How Peter Frampton Met the Talk Box
Peter Frampton might be more closely identified with the talk box than any other rock guitarist, but that doesn't mean he was the first to use it. In fact, as he recently recalled while discussing his 1975 appearance on 'The Midnight Special,' he might never have started using it if not for George Harrison, Bob Dylan and Joe Walsh.
"It was just the coolest effect," Frampton enthused. "I had been actually introduced to it physically on the George Harrison sessions [for] 'All Things Must Pass.' I was playing on that, on the tracks, and Pete Drake was brought in from Nashville, the incredible, legendary pedal steel player. I think Bob Dylan had recommended to George that he was on 'Nashville Skyline.' And so Pete Drake comes into Abbey Road and he's sitting right there, and sets up his pedal steel. The nicest, nicest man. He says, 'Hey, Peter, have you ever heard one of these voice boxes?'"

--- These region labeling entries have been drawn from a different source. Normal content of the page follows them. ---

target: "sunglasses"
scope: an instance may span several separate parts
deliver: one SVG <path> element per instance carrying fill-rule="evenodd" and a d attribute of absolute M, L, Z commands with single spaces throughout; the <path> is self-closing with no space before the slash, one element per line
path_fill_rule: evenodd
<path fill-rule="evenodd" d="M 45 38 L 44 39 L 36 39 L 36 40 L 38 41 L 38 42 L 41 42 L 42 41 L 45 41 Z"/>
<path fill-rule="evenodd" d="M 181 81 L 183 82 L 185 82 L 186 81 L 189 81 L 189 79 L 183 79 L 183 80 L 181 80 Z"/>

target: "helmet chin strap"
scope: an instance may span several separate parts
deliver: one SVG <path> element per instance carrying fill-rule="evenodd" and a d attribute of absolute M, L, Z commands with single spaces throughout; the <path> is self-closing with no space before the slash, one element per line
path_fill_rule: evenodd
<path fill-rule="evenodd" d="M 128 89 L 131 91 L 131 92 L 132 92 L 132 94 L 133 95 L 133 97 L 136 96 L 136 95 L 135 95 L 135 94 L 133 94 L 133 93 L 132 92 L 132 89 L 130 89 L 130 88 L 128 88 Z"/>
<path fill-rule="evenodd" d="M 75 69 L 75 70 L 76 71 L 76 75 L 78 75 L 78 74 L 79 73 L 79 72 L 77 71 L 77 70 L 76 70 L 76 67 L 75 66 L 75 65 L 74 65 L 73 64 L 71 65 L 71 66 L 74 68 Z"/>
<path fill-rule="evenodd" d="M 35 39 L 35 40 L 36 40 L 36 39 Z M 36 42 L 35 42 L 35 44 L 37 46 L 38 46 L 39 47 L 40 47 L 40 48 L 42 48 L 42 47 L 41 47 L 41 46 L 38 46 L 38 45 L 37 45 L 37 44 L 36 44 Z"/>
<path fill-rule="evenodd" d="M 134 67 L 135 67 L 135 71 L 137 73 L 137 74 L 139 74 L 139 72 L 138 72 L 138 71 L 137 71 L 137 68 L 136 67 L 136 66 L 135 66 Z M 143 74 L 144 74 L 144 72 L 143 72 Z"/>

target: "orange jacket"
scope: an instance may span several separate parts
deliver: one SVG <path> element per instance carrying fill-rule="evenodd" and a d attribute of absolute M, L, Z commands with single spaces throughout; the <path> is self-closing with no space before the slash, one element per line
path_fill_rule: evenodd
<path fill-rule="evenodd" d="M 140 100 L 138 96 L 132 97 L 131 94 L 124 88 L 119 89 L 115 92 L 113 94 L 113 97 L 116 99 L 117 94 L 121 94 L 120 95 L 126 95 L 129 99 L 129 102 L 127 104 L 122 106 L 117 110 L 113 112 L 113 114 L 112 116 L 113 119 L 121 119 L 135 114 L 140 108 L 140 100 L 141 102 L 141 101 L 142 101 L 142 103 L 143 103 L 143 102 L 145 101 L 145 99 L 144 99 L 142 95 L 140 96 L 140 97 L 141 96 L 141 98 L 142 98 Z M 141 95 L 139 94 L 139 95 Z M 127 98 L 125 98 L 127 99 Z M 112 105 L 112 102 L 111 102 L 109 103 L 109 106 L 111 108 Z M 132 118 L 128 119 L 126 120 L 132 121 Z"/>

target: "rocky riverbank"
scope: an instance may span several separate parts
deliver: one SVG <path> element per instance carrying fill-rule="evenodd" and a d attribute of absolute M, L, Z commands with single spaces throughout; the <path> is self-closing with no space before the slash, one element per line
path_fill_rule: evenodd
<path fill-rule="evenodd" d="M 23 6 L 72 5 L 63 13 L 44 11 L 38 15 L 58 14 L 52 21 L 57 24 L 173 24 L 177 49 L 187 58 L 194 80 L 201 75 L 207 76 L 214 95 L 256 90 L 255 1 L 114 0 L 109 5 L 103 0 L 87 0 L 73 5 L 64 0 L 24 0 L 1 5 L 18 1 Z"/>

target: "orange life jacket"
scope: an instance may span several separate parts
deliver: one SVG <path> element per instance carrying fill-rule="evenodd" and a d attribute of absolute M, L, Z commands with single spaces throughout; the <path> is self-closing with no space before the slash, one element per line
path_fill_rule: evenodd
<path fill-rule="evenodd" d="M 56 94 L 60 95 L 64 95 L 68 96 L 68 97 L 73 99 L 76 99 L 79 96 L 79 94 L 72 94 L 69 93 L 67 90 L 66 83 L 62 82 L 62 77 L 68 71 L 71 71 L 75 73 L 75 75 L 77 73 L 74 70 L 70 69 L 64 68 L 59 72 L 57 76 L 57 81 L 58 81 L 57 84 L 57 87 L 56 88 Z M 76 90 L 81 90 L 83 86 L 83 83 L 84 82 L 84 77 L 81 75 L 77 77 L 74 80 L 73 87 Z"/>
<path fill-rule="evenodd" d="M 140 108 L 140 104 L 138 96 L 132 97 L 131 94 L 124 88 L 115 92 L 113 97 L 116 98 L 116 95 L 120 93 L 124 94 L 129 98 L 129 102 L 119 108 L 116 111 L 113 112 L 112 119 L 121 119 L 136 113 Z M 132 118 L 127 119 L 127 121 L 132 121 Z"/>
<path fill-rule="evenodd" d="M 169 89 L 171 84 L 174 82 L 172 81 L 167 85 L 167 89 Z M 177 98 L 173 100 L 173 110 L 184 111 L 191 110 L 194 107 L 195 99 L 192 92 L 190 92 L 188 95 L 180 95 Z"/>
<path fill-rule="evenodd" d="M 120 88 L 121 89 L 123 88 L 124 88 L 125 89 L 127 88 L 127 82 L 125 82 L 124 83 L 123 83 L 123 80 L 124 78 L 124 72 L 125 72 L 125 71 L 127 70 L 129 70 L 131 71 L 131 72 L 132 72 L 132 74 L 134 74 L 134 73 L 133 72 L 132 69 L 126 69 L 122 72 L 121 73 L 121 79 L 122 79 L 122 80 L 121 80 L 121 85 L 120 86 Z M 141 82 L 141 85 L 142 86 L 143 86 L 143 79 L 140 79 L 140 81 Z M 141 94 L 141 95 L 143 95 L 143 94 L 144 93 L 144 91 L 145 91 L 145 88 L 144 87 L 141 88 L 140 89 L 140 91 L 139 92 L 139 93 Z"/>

When Frampton told Drake he'd heard the effect but hadn't seen it in action, Drake quickly obliged. "He gets out this little box, sets it on the side of the pedal steel there, plugs it in, whatever, a pipe comes out, he sticks it in his mouth, and the pedal steel starts singing to me. It's like I think I've died and gone to heaven -- this is the sound, and it's right in front of me. Pete Drake's wife had lent that very one to Joe Walsh to do 'Rocky Mountain Way,' so that's how it all started."